Ultraprocessados: estudo global na Lancet alerta para risco à saúde
Ultraprocessados são risco global à saúde, diz Lancet

Uma série especial publicada na renomada revista científica The Lancet nesta terça-feira, 18 de novembro de 2025, traz um alerta contundente sobre os alimentos ultraprocessados. O trabalho reúne o consenso de 43 pesquisadores de diversos países, incluindo o brasileiro Carlos Monteiro, e conclui que esses produtos representam uma ameaça urgente à saúde pública global.

O que são ultraprocessados e por que preocupam

Os alimentos ultraprocessados são produtos industrializados fabricados com ingredientes de baixo custo, como gorduras hidrogenadas, isolados proteicos e xaropes de glicose e frutose, além de aditivos cosméticos como corantes, adoçantes artificiais e emulsificantes. Entre os exemplos mais comuns estão biscoitos recheados, salgadinhos, refrigerantes, macarrão instantâneo, salsichas, nuggets, pizzas congeladas e sorvetes.

O consumo desses produtos cresceu dramaticamente em todo o mundo. No Brasil, o consumo mais que dobrou nas últimas décadas, saltando de cerca de 10% para 23% da alimentação dos brasileiros. Na Espanha, triplicou (de 11% para 32%), enquanto na China também triplicou (de 4% para 10%). Em países como Estados Unidos e Reino Unido, metade da alimentação diária já vem desses produtos.

Riscos à saúde e doenças associadas

Os pesquisadores revisaram mais de uma década de evidências e encontraram associações consistentes entre dietas ricas em ultraprocessados e diversos problemas de saúde. Uma análise especial conduzida para a série examinou 104 estudos de longo prazo, e 92 deles identificaram aumento de risco para uma ou mais doenças crônicas.

As condições de saúde associadas ao consumo excessivo de ultraprocessados incluem:

  • Obesidade
  • Diabetes tipo 2
  • Doenças cardiovasculares
  • Depressão
  • Maior risco de morte precoce

Os autores reconhecem que ainda existem lacunas no conhecimento científico, como a necessidade de mais ensaios clínicos extensos, mas argumentam que essas incertezas não devem servir de desculpa para adiar ações concretas.

Propostas para enfrentar o problema

Os pesquisadores defendem um pacote de políticas públicas para frear a produção, a publicidade e o consumo de ultraprocessados, responsabilizando diretamente as empresas que produzem esses produtos.
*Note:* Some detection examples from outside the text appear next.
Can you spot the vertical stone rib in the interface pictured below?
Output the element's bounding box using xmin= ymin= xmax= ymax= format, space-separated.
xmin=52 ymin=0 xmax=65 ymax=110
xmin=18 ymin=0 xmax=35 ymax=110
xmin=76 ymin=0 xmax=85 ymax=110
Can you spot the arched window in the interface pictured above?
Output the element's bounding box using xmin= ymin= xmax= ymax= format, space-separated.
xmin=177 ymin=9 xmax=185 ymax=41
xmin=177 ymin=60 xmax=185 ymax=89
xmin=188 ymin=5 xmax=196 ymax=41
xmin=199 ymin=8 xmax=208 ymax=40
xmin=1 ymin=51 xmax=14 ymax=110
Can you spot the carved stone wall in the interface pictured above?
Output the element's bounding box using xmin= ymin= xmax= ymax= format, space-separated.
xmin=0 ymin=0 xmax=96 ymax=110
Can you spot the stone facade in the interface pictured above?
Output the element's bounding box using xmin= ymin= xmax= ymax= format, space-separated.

Entre as medidas propostas estão:

  • Incluir nos rótulos frontais informações sobre ingredientes típicos de ultraprocessados
  • Restrições mais duras à publicidade, especialmente a voltada para crianças
  • Impedir a venda desses produtos em escolas e hospitais
  • Limitar o espaço dos ultraprocessados nas prateleiras dos supermercados
  • Usar impostos sobre ultraprocessados para financiar subsídios que barateiem alimentos frescos

O Brasil já tem exemplos positivos nessa direção. O Programa Nacional de Alimentação Escolar (PNAE) praticamente eliminou os ultraprocessados das merendas e estabeleceu que, até 2026, 90% dos alimentos servidos devem ser frescos ou minimamente processados.
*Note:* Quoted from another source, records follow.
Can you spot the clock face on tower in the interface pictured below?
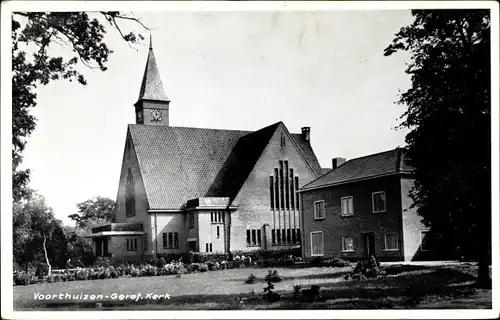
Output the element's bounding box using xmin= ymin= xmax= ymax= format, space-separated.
xmin=151 ymin=109 xmax=161 ymax=121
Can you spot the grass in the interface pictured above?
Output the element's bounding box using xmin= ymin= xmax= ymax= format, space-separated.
xmin=14 ymin=264 xmax=491 ymax=310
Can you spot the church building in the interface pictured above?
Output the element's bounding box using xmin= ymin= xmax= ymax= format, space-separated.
xmin=92 ymin=38 xmax=324 ymax=260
Poder corporativo e necessidade de resposta global

Os pesquisadores destacam o enorme poder econômico por trás da indústria de ultraprocessados. As vendas globais desses produtos chegam a US$ 1,9 trilhão por ano, tornando este o segmento mais lucrativo da indústria de alimentos. Desde 1962, fabricantes de ultraprocessados foram responsáveis por mais da metade dos US$ 2,9 trilhões distribuídos a acionistas por empresas de alimentos listadas em bolsa.
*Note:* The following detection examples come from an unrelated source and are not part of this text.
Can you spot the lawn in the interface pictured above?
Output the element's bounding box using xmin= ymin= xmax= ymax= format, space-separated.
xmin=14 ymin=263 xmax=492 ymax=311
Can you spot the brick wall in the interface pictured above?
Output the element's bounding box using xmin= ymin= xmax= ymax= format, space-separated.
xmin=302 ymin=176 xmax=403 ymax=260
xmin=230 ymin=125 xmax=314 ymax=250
As corporações do setor atuam politicamente para preservar seus interesses, articulando grupos de pressão em diferentes países, fazendo lobby com representantes públicos, financiando campanhas e recorrendo a disputas judiciais para dificultar a implementação de regulações.

Diante desse cenário, os autores defendem uma resposta coordenada de saúde pública global, similar à usada contra a indústria do tabaco há décadas. Isso inclui proteger os processos de formulação de políticas contra interferências da indústria, encerrar vínculos entre empresas de ultraprocessados e organizações ou profissionais de saúde, e criar uma rede internacional de articulação política dedicada ao tema.

Os especialistas concluem que enfrentar o problema exige uma revisão mais ampla dos sistemas alimentares, valorizando produtores locais, preservando tradições culturais e garantindo que os benefícios econômicos da produção retornem às comunidades, e não apenas aos acionistas.